Dubbed the Responsible Wind Energy Implementation act, House Bill 470 would create among the most restrictive wind farm rules in the country. It would require that wind farms be built at least 30 miles from military installations, eliminating wide swaths of land from potential development. The distance from the nearest property boundary would depend on the height of the blades, but would typically range from 5,000 feet to 6,000 feet, considerably further than the 1,500 feet some counties require for 500-foot-tall turbines.

The legislation is one of several attempts in recent years by Republicans to restrict wind farms and protect military bases from interference. Republicans from eastern counties have repeatedly said that they fear the spread of wind farms – which can reach 600 feet into the air – will force military installations to relocate flight training and other critical missions, drying up the biggest economic engines in their regions.

“If they cannot train, they will pick up that mission and they will move it,” said Rep. John Bell IV of Goldsboro during debate at the Committee on Homeland Security, Military and Veterans Affairs. “And overnight Goldsboro and much of Eastern North Carolina will be a ghost town.”

Millis said the military’s current review system, the Department of Defense Siting Clearinghouse, is inadequate because commanding officers are under political pressure to support clean energy, regardless of the risks wind farms pose to flight paths and radar reception. His bill would require an extra layer of review from the N.C. Military Affairs Commission, created in 2013 to protect the military’s interests in the state.

Millis, a civil engineer, said a typical wind turbine reaches 500 feet into the air and is taller than almost every building in downtown Raleigh.

The first to speak out against the bill was Rep. John Szoka, a retired Army lieutenant colonel from Fayetteville, who told committee members that he was once ranked as one of the top 15 officers in the United States in the field of military operations research. Szoka, a Republican, said it is inconceivable that a wind farm could be built and allowed to operate anywhere in the country if it endangered the safety of pilots and scrambled military radar.

He said the 30-mile setback lacks basis.

“The bill, though well-intended by the sponsor, is over-regulation,” Szoka said. “It sends the message to any industry that if we have any problem we’ll regulate you out of the state.”

The legislation was also panned by Dave Belote, a retired Air Force F-16 pilot and former commander of Nellis Air Force Base in Nevada. Belote was the first executive director of the DOD Siting Clearinghouse, which reviews energy installations for potential conflicts with military bases, and is now working as a consultant for Apex Clean Energy, based in Charlottesville, Va.
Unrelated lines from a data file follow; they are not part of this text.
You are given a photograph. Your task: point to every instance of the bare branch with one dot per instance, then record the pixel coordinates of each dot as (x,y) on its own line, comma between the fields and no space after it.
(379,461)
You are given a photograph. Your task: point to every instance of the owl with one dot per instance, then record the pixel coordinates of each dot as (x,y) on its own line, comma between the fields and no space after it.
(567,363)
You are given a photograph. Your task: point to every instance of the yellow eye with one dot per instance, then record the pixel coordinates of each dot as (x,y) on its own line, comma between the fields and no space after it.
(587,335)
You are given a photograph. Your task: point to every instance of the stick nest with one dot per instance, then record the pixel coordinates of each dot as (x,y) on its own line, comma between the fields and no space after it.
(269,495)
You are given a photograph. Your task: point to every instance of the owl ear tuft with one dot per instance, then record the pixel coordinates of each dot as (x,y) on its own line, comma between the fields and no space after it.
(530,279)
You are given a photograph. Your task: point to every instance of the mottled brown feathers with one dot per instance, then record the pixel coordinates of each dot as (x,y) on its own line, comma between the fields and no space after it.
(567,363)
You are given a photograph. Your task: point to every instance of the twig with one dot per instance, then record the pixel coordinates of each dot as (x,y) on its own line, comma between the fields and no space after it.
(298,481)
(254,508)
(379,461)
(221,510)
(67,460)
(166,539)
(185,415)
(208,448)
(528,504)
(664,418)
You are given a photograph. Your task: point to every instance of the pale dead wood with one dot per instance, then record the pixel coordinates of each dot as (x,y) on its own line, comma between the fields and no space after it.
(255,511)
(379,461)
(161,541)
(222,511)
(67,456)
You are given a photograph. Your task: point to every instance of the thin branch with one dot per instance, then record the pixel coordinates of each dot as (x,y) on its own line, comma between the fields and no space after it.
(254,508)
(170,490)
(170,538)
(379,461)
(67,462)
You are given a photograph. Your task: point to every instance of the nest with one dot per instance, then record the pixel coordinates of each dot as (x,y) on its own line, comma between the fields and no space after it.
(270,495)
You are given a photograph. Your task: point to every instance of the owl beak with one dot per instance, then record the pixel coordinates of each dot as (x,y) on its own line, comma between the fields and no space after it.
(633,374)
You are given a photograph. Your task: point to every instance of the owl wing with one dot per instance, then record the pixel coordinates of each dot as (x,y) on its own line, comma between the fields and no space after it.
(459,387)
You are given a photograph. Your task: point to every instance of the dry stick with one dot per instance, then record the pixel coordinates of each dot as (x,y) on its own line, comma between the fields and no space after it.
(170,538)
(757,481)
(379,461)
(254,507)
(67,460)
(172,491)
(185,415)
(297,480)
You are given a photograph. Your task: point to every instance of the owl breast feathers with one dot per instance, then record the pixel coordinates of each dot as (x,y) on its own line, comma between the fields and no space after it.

Apex is proposing a 105-turbine Timbermill Wind Farm in Chowan and Perquimans that would be written out of existence under HB 470. The proposed Timbermill project is expected to start applying for state permits soon as the company resolves a Perquimans County permit denial, which is under appeal and pending in court.
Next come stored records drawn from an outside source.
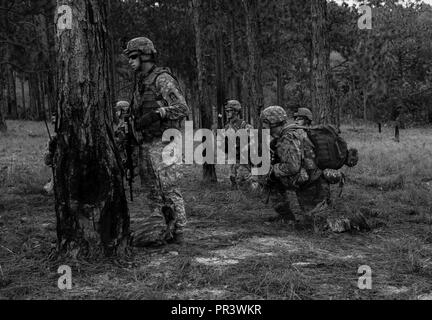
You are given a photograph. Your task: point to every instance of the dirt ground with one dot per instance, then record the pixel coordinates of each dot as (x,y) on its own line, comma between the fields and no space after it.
(230,252)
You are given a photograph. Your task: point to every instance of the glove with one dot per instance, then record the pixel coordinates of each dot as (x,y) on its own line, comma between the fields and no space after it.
(147,120)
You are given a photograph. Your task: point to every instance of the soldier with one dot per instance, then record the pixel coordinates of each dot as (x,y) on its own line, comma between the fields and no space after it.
(294,166)
(158,104)
(237,171)
(303,117)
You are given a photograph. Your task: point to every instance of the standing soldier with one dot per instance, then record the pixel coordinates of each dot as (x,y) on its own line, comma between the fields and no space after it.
(157,104)
(237,171)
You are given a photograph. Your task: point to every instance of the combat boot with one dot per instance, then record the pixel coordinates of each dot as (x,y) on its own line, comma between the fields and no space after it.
(177,238)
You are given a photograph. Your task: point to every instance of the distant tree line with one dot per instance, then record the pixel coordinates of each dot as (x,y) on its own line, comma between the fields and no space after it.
(260,52)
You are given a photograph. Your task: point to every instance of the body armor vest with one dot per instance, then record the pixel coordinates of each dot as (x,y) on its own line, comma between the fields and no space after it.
(148,99)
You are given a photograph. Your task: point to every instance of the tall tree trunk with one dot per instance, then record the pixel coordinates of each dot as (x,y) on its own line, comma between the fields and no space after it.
(33,103)
(91,206)
(11,93)
(279,86)
(254,57)
(42,113)
(365,104)
(220,77)
(320,92)
(209,170)
(51,87)
(24,113)
(3,126)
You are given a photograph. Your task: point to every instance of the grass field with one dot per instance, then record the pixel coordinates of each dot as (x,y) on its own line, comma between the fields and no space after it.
(230,253)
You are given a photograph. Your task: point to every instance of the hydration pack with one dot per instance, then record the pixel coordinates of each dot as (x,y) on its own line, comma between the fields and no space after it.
(331,149)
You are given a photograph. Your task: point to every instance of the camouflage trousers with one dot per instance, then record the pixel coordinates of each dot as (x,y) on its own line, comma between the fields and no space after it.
(301,200)
(159,184)
(240,174)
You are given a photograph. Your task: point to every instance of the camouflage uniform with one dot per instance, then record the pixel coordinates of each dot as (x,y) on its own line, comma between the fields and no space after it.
(239,173)
(160,89)
(158,92)
(294,168)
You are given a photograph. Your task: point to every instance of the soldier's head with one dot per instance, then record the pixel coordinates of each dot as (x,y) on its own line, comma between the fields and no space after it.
(141,53)
(274,118)
(232,109)
(303,117)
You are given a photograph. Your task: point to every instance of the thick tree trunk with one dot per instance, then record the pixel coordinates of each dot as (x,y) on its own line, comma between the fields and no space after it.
(320,92)
(254,58)
(209,170)
(91,206)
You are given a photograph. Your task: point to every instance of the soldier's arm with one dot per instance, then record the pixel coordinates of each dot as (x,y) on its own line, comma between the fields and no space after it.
(170,90)
(290,155)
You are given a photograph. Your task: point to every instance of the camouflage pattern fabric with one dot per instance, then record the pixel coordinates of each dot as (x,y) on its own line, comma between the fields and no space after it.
(296,159)
(239,173)
(158,180)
Belote said he knows the current review system works because as head of the DOD Siting Clearinghouse, he blocked two proposed wind farms in North Carolina from advancing. The Pantego wind project and the Hales Lake project were both proposed by Chicago-based Invenergy.
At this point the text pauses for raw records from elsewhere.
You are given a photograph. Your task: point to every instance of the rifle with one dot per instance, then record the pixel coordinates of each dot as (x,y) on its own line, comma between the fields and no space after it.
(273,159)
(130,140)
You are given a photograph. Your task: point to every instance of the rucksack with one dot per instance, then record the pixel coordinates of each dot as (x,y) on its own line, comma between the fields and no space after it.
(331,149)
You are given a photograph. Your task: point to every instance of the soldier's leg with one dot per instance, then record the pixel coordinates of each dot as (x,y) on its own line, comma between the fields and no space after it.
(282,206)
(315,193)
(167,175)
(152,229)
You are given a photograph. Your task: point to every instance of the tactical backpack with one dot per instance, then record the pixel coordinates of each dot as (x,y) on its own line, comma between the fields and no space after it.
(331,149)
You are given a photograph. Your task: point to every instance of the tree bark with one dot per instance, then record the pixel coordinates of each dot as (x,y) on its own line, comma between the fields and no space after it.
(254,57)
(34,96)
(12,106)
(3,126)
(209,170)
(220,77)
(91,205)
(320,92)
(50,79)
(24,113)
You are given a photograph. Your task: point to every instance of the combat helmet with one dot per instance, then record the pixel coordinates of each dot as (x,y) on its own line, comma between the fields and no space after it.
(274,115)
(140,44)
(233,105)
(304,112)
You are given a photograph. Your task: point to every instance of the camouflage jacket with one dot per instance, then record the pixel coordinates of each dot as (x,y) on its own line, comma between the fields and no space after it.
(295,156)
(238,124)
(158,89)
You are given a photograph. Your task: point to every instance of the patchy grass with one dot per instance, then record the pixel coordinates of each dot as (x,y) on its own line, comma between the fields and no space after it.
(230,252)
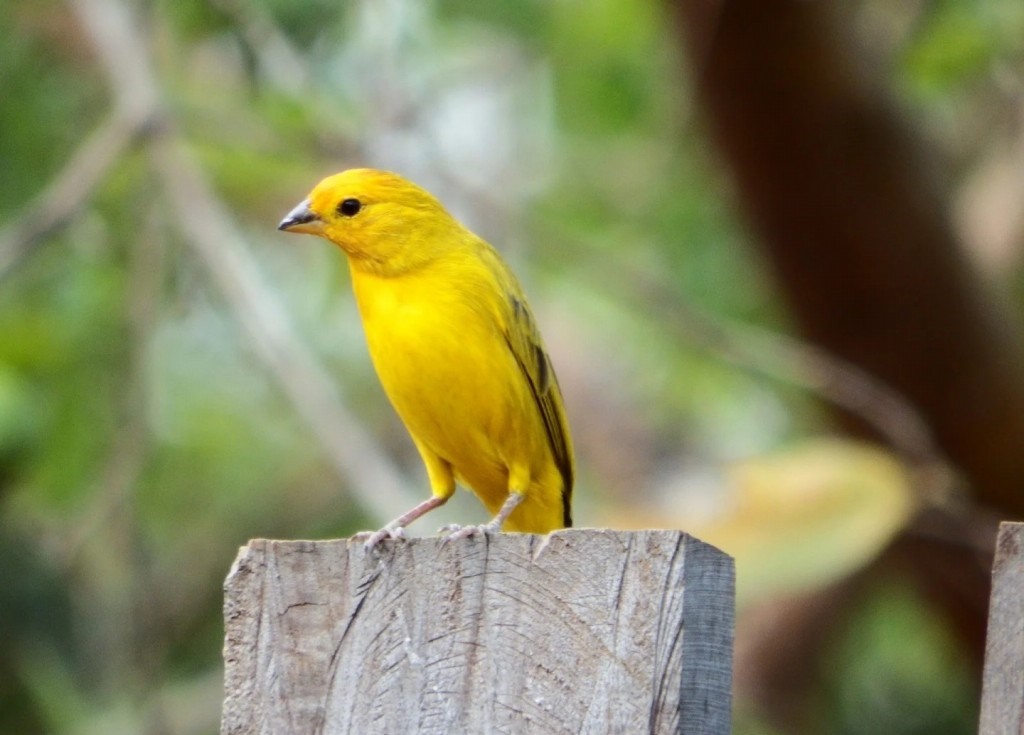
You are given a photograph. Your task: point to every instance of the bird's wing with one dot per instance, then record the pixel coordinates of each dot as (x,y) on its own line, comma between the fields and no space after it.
(524,341)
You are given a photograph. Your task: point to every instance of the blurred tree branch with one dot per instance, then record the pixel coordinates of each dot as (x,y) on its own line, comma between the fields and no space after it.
(70,190)
(851,216)
(210,231)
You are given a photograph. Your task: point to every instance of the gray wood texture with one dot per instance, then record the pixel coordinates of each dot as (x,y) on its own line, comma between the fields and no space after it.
(1003,683)
(582,631)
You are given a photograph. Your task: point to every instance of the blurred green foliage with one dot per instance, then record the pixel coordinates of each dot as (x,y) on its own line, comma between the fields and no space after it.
(141,439)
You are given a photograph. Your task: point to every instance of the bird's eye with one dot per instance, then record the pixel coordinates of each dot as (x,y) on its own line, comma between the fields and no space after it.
(350,207)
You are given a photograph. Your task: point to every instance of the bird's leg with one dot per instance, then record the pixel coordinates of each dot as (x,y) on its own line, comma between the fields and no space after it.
(492,526)
(395,529)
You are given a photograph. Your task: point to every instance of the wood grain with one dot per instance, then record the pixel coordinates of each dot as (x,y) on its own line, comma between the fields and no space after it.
(1003,685)
(578,632)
Pantego interfered with flight paths approaching the Dare County Bombing Range; it had to be relocated and later stalled, Belote said. The Hales Lake wind project was abandoned because it interfered with a Navy-operated military radar in Chesapeake, Va.

“It’s an example of how beautifully it works,” Belote said of the Siting Clearinghouse review process. “I was the person who said to the developer: ‘As you have designed it, as you have proposed it, there is no way I see us getting to yes.’ ”

Additionally, Belote said after the hearing, the 104-turbine Amazon Wind Farm in Perquimans and Pasquotank counties was scaled back from an originally proposed 150 turbines because it interfered with the same radar.

Nationally, landowners can make more than $20,000 year for hosting a turbine on a 1/2-acre, he said.

“The person hurt most by these one-size-fits-all [restrictions] is the farmer or the rancher who might save the farm by having five or six turbines,” Belote said.

The bill was defeated by a 12-6 vote.